Chamberlain looked toward the crest of the hill. No Thomas anywhere. Looked down again toward the dark. Motion. They’re forming again. Must have made five or six tries already To Kilrain: “Don’t know what else to do.”
Looked down the line. Every few feet, a man down. Men sitting facing numbly to the rear. He thought: let’s pull back a ways. He gave the order to Spear. The Regiment bent back from the colors, from the boulder, swung back to a new line, tighter, almost a U. The next assault came against both flanks and the center all at once, worst of all.
Chamberlain dizzy in the smoke began to lose track of events, saw only blurred images of smoke and death, Tozier with the flag, great black gaps in the line, the left flank giving again, falling back, tightening. Now there was only a few yards between the line on the right and the line on the left, and Chamberlain walked the narrow corridor between, Kilrain at his side, always at a crouch.
Ruel Thomas came back. “Sir? Colonel Vincent is dead.”
Chamberlain swung to look him in the face. Thomas nodded jerkily.
”Yes, sir. Got hit a few moments after fight started. We’ve already been reinforced by Weed’s Brigade, up front, but now Weed is dead, and they moved Hazlett’s battery up top and Hazlett’s dead.”
Chamberlain listened, nodded, took a moment to let it come to focus.
”Can’t get no ammunition, sir. Everything’s a mess up there. But they’re holdin’ pretty good. Rebs having trouble coming up the hill. Pretty steep.”
”Got to have bullets,” Chamberlain said.
Spear came up from the left. “Colonel, half the men are down. If they come again…” He shrugged, annoyed, baffled as if by a problem he could not quite solve, yet ought to, certainly, easily. “Don’t know if we can stop ‘em.”
”Send out word,” Chamberlain said. “Take ammunition from the wounded. Make every round count.” Tom went off, along with Ruel Thomas. Reports began coming in.
Spear was right. But the right flank was better, not so many casualties there. Chamberlain moved, shifting men. And heard the assault coming, up the rocks, clawing up through the bushes, through the shattered trees, the peeked stone, the ripped and bloody earth. It struck the left flank.

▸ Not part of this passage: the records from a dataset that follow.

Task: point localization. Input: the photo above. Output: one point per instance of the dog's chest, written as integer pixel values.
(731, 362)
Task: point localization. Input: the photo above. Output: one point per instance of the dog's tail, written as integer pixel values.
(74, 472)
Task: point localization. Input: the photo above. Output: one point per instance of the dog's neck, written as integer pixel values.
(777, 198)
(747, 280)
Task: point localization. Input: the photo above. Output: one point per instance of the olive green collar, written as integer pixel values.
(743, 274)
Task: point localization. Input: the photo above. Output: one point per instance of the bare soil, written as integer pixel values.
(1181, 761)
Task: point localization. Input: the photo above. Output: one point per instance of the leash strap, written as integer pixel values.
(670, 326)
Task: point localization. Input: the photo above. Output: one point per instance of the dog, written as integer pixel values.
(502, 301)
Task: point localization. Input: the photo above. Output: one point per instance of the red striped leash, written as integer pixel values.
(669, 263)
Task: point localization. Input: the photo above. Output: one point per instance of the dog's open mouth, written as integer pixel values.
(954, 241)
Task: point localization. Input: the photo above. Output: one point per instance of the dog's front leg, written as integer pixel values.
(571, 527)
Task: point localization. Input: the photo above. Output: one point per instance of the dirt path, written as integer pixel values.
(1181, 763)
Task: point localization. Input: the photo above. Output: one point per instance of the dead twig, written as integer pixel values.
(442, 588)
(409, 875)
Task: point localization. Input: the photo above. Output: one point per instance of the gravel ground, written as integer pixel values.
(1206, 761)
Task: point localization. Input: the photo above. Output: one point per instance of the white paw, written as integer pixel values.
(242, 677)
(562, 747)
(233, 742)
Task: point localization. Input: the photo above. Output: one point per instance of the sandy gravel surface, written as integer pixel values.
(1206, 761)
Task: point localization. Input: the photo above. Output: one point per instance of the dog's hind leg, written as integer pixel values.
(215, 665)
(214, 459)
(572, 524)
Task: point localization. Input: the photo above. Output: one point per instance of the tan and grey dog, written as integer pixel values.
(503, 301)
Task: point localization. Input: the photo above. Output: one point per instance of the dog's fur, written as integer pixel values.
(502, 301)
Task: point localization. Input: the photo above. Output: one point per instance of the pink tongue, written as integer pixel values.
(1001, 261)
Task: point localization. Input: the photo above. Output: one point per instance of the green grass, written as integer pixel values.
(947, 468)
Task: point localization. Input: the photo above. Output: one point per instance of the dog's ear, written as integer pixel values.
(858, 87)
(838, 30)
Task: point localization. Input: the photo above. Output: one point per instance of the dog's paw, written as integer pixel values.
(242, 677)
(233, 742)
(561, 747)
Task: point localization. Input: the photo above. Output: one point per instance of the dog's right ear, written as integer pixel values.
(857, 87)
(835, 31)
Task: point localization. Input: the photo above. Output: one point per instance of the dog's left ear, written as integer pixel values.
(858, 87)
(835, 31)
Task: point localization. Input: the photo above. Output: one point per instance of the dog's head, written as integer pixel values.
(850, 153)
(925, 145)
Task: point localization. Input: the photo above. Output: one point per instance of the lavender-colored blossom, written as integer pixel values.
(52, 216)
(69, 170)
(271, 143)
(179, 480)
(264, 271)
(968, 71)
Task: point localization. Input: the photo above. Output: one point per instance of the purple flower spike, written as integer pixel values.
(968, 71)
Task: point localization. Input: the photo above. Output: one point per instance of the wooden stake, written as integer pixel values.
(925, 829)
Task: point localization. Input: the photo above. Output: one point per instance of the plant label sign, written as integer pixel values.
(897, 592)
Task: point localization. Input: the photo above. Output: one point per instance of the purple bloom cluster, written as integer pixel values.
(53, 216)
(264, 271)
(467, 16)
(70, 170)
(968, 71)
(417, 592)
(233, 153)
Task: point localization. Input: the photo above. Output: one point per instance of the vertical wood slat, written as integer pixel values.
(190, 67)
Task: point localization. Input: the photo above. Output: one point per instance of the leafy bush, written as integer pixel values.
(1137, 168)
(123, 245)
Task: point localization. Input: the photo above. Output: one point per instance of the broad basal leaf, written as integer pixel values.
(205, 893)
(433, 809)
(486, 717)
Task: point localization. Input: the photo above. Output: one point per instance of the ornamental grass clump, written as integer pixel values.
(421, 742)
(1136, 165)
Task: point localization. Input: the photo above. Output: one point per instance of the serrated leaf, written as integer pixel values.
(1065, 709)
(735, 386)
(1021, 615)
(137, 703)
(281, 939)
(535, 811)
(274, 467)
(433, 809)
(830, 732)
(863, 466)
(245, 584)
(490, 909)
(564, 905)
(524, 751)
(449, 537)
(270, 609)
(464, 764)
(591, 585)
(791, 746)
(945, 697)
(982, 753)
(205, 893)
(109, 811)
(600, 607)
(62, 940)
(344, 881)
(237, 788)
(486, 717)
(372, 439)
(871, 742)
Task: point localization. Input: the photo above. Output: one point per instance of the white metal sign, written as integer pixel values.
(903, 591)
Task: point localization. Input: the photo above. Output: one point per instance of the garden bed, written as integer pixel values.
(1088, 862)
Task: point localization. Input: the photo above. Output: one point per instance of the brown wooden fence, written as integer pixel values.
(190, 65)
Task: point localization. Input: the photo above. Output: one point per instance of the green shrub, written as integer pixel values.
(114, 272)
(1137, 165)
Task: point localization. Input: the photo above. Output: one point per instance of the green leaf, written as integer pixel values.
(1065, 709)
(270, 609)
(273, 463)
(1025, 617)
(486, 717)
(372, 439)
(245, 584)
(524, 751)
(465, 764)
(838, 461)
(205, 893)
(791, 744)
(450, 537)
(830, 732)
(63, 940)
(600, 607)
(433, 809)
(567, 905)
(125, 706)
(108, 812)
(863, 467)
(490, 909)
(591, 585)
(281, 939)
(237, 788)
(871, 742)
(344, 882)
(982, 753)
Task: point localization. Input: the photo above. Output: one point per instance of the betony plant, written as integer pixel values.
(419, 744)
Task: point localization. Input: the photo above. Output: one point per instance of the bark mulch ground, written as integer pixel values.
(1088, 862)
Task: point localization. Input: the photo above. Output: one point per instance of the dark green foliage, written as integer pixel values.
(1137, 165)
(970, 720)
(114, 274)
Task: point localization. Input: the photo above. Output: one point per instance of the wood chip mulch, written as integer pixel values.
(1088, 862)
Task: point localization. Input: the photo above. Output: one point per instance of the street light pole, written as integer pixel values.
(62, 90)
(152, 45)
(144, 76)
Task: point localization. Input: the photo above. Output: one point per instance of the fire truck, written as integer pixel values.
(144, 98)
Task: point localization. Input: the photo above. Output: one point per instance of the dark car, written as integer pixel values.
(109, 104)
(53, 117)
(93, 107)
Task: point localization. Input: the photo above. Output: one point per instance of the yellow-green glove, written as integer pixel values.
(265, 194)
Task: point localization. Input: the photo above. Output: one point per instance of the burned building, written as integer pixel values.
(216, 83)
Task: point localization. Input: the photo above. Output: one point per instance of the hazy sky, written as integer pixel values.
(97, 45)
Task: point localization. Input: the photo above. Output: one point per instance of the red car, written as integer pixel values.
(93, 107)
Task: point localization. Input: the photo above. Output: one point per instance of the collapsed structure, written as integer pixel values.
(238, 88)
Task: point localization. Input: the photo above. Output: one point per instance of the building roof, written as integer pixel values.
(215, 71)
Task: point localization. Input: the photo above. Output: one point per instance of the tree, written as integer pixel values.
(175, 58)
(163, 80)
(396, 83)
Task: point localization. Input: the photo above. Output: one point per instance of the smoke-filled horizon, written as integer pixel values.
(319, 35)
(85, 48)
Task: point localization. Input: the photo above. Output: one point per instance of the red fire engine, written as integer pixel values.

Chamberlain shot another man, an officer. He fell inside me new rock wall, face a bloody rag. On the left two Maine men went down, side by side, at the same moment, and along that spot there was no one left, no one at all, and yet no Rebs coming, just one moment of emptiness in all the battle, as if in that spot the end had come and there were not enough men left now to fill the earth, that final death was beginning there and spreading like a stain. Chamberlain saw movements below, troops drawn toward the gap as toward a cool place in all the heat, and looking down, saw Tom’s face and yelled, but not being heard, pointed and pushed, but his hand stopped in mid-air, not my own brother, but Tom understood, hopped across to the vacant place and plugged it with his body so that there was no longer a hole but one terribly mortal exposed boy, and smoke cut him off, so that Chamberlain could no longer see, moving forward himself, had to shoot another man, shot him twice, the first ball taking him in the shoulder, and the man was trying to fire a musket with one hand when Chamberlain got him again, taking careful aim this time. Fought off this assault, thinking all the while coldly, calmly, perhaps now we are approaching the end. They can’t keep coming. We can’t keep stopping them.
Firing faded. Darker now. Old Tom. Where?
Familiar form in familiar position, aiming downhill, firing again. All right. God be praised.
Chamberlain thought: not right, not right at all. If he was hit, I sent him there. What would I tell Mother? What do I feel myself? His duty to go. No, no. Chamberlain blinked.